Generac (NYSE:GNRC) received a downgrade from analysts at financial-services firm Guggenheim Securities. The maker of home backup generators and solar equipment was downgraded to Neutral from a previous rating of Buy. The analysts expressed concern over the company’s full-year forecast, indicating a heavier weighting towards the second half of 2024 than they had anticipated.

According to Joseph Osha, an analyst at Guggenheim, “That leaves the company more dependent on a strong second-half performance than we had previously thought. At the same time, the stock has increased by 28% since the beginning of November, as compared to 18% for the S&P 500 (SP500) over the same period.”

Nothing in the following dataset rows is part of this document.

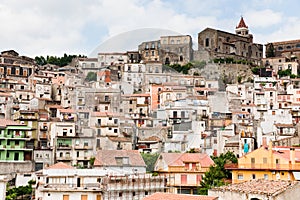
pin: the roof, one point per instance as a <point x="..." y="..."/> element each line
<point x="169" y="196"/>
<point x="108" y="157"/>
<point x="261" y="186"/>
<point x="178" y="159"/>
<point x="60" y="165"/>
<point x="286" y="42"/>
<point x="8" y="122"/>
<point x="242" y="24"/>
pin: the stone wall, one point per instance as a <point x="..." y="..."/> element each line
<point x="13" y="167"/>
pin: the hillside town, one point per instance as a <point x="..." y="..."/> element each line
<point x="76" y="137"/>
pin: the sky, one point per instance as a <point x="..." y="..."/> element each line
<point x="54" y="27"/>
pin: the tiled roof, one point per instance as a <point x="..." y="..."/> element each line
<point x="108" y="157"/>
<point x="105" y="114"/>
<point x="286" y="42"/>
<point x="8" y="122"/>
<point x="284" y="125"/>
<point x="66" y="110"/>
<point x="260" y="186"/>
<point x="119" y="139"/>
<point x="169" y="196"/>
<point x="242" y="24"/>
<point x="178" y="159"/>
<point x="151" y="139"/>
<point x="60" y="165"/>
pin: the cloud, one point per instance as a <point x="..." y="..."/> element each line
<point x="35" y="27"/>
<point x="263" y="18"/>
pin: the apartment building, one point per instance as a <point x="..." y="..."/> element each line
<point x="183" y="171"/>
<point x="268" y="163"/>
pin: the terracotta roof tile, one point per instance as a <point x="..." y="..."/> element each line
<point x="60" y="165"/>
<point x="258" y="186"/>
<point x="169" y="196"/>
<point x="8" y="122"/>
<point x="178" y="159"/>
<point x="108" y="157"/>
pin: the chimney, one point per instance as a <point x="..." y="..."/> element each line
<point x="292" y="155"/>
<point x="270" y="146"/>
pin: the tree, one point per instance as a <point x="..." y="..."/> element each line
<point x="149" y="159"/>
<point x="91" y="76"/>
<point x="54" y="60"/>
<point x="21" y="191"/>
<point x="217" y="174"/>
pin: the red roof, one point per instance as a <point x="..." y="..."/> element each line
<point x="242" y="24"/>
<point x="178" y="159"/>
<point x="60" y="165"/>
<point x="8" y="122"/>
<point x="108" y="157"/>
<point x="169" y="196"/>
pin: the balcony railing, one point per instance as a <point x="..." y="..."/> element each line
<point x="264" y="166"/>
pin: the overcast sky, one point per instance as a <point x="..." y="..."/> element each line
<point x="54" y="27"/>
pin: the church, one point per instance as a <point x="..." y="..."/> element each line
<point x="239" y="46"/>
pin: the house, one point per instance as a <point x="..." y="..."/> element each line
<point x="125" y="161"/>
<point x="222" y="44"/>
<point x="268" y="163"/>
<point x="184" y="171"/>
<point x="61" y="181"/>
<point x="15" y="151"/>
<point x="170" y="196"/>
<point x="290" y="48"/>
<point x="258" y="189"/>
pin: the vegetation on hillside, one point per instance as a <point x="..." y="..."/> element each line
<point x="59" y="61"/>
<point x="217" y="174"/>
<point x="91" y="76"/>
<point x="19" y="192"/>
<point x="150" y="159"/>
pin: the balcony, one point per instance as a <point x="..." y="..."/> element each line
<point x="43" y="136"/>
<point x="43" y="128"/>
<point x="64" y="147"/>
<point x="66" y="158"/>
<point x="82" y="147"/>
<point x="271" y="166"/>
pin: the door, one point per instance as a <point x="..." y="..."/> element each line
<point x="78" y="182"/>
<point x="83" y="197"/>
<point x="16" y="157"/>
<point x="65" y="197"/>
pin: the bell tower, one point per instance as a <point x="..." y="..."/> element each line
<point x="241" y="29"/>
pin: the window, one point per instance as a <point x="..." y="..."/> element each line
<point x="240" y="177"/>
<point x="84" y="197"/>
<point x="265" y="160"/>
<point x="65" y="197"/>
<point x="183" y="179"/>
<point x="207" y="42"/>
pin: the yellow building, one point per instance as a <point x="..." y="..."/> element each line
<point x="183" y="171"/>
<point x="269" y="163"/>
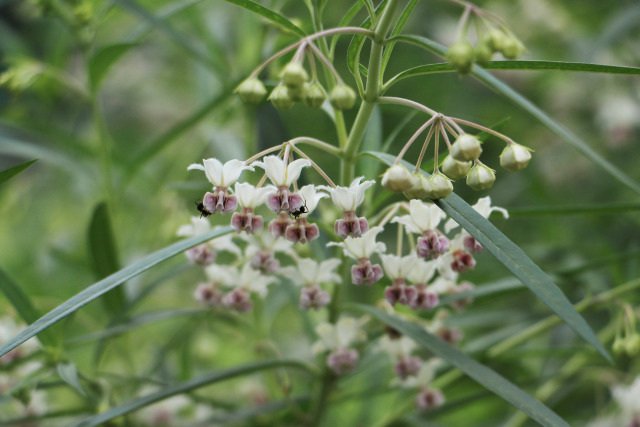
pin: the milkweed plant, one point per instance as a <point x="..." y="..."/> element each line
<point x="347" y="260"/>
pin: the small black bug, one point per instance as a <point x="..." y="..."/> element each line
<point x="302" y="209"/>
<point x="204" y="212"/>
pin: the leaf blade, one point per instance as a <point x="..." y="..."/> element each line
<point x="99" y="288"/>
<point x="514" y="259"/>
<point x="482" y="374"/>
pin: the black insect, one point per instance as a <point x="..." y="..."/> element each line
<point x="302" y="209"/>
<point x="204" y="212"/>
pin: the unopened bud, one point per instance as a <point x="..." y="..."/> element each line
<point x="515" y="157"/>
<point x="251" y="91"/>
<point x="455" y="169"/>
<point x="397" y="178"/>
<point x="280" y="98"/>
<point x="460" y="55"/>
<point x="294" y="75"/>
<point x="342" y="97"/>
<point x="439" y="186"/>
<point x="465" y="148"/>
<point x="481" y="177"/>
<point x="315" y="95"/>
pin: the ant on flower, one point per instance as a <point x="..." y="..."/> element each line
<point x="301" y="210"/>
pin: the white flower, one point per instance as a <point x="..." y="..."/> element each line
<point x="422" y="217"/>
<point x="309" y="272"/>
<point x="422" y="272"/>
<point x="221" y="176"/>
<point x="280" y="175"/>
<point x="484" y="208"/>
<point x="349" y="198"/>
<point x="250" y="196"/>
<point x="200" y="226"/>
<point x="398" y="267"/>
<point x="253" y="281"/>
<point x="341" y="335"/>
<point x="362" y="247"/>
<point x="311" y="197"/>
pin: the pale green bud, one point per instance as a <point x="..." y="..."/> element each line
<point x="342" y="97"/>
<point x="455" y="169"/>
<point x="315" y="95"/>
<point x="294" y="75"/>
<point x="481" y="177"/>
<point x="397" y="178"/>
<point x="251" y="91"/>
<point x="466" y="148"/>
<point x="439" y="187"/>
<point x="280" y="98"/>
<point x="460" y="55"/>
<point x="515" y="157"/>
<point x="419" y="187"/>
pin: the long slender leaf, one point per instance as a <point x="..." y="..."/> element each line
<point x="193" y="384"/>
<point x="482" y="374"/>
<point x="102" y="60"/>
<point x="104" y="256"/>
<point x="195" y="52"/>
<point x="500" y="87"/>
<point x="105" y="285"/>
<point x="514" y="258"/>
<point x="517" y="65"/>
<point x="270" y="15"/>
<point x="23" y="305"/>
<point x="7" y="174"/>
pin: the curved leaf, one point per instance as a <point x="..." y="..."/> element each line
<point x="105" y="285"/>
<point x="193" y="384"/>
<point x="498" y="86"/>
<point x="482" y="374"/>
<point x="270" y="15"/>
<point x="514" y="258"/>
<point x="7" y="174"/>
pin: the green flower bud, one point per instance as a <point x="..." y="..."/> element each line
<point x="481" y="177"/>
<point x="297" y="94"/>
<point x="515" y="157"/>
<point x="397" y="178"/>
<point x="440" y="186"/>
<point x="294" y="75"/>
<point x="315" y="95"/>
<point x="460" y="55"/>
<point x="465" y="148"/>
<point x="342" y="97"/>
<point x="280" y="98"/>
<point x="251" y="91"/>
<point x="455" y="169"/>
<point x="494" y="39"/>
<point x="512" y="48"/>
<point x="482" y="54"/>
<point x="419" y="187"/>
<point x="632" y="345"/>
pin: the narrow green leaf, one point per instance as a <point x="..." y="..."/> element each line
<point x="195" y="52"/>
<point x="500" y="87"/>
<point x="518" y="65"/>
<point x="482" y="374"/>
<point x="105" y="285"/>
<point x="69" y="374"/>
<point x="514" y="259"/>
<point x="103" y="59"/>
<point x="270" y="15"/>
<point x="402" y="21"/>
<point x="185" y="387"/>
<point x="7" y="174"/>
<point x="103" y="255"/>
<point x="23" y="305"/>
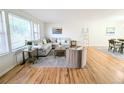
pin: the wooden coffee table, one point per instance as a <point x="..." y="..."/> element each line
<point x="59" y="51"/>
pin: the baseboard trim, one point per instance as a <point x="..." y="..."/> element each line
<point x="7" y="70"/>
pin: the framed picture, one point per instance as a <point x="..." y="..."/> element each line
<point x="110" y="30"/>
<point x="56" y="30"/>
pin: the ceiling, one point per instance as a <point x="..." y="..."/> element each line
<point x="73" y="15"/>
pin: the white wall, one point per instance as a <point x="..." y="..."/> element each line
<point x="97" y="30"/>
<point x="10" y="60"/>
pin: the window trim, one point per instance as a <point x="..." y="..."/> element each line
<point x="22" y="18"/>
<point x="3" y="19"/>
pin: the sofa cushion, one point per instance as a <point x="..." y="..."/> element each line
<point x="44" y="41"/>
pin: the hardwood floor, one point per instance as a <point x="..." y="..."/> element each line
<point x="101" y="68"/>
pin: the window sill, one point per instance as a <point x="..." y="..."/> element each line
<point x="4" y="54"/>
<point x="18" y="49"/>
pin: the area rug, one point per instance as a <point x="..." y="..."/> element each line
<point x="52" y="61"/>
<point x="110" y="52"/>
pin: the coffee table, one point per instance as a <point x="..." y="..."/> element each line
<point x="59" y="51"/>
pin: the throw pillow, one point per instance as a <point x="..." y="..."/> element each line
<point x="44" y="41"/>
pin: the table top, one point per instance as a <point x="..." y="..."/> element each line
<point x="60" y="48"/>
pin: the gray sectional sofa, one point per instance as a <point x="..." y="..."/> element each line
<point x="53" y="43"/>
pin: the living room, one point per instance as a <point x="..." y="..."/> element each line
<point x="56" y="34"/>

Inspecting Generac’s management strategy, Guggenheim suggested the company reconsider its approach to residential energy technology. They emphasized the eventual shift of households towards eliminating carbon emissions over the continued use of fossil fuel-powered generators. The financial-services firm recognized Generac’s investments in anticipation of this shift but expressed disagreement with the company’s current strategy, deeming it problematic.

Guggenheim further criticized Generac’s strategy of acquiring multiple companies to develop a completely integrated home energy technology platform, stating that it has spread the company’s efforts too thin. The strategy encompasses diverse products, from electrical-vehicle chargers to microinverters used to convert electricity into a form that powers lights and appliances.

Guggenheim highlighted a significant opportunity for Generac to develop a battery that integrates with a variety of solar-energy systems from companies such as Sunrun (RUN) and Sunnova (NOVA), indicating the potential for success if the company focuses its efforts sufficiently.

Following the rating change, Guggenheim has suspended Generac’s price target, which had previously been set at $142 a share.

Generac recently reported a 1.4% rise in sales from a year earlier, reaching $1.06 billion in the three-month period ending in December.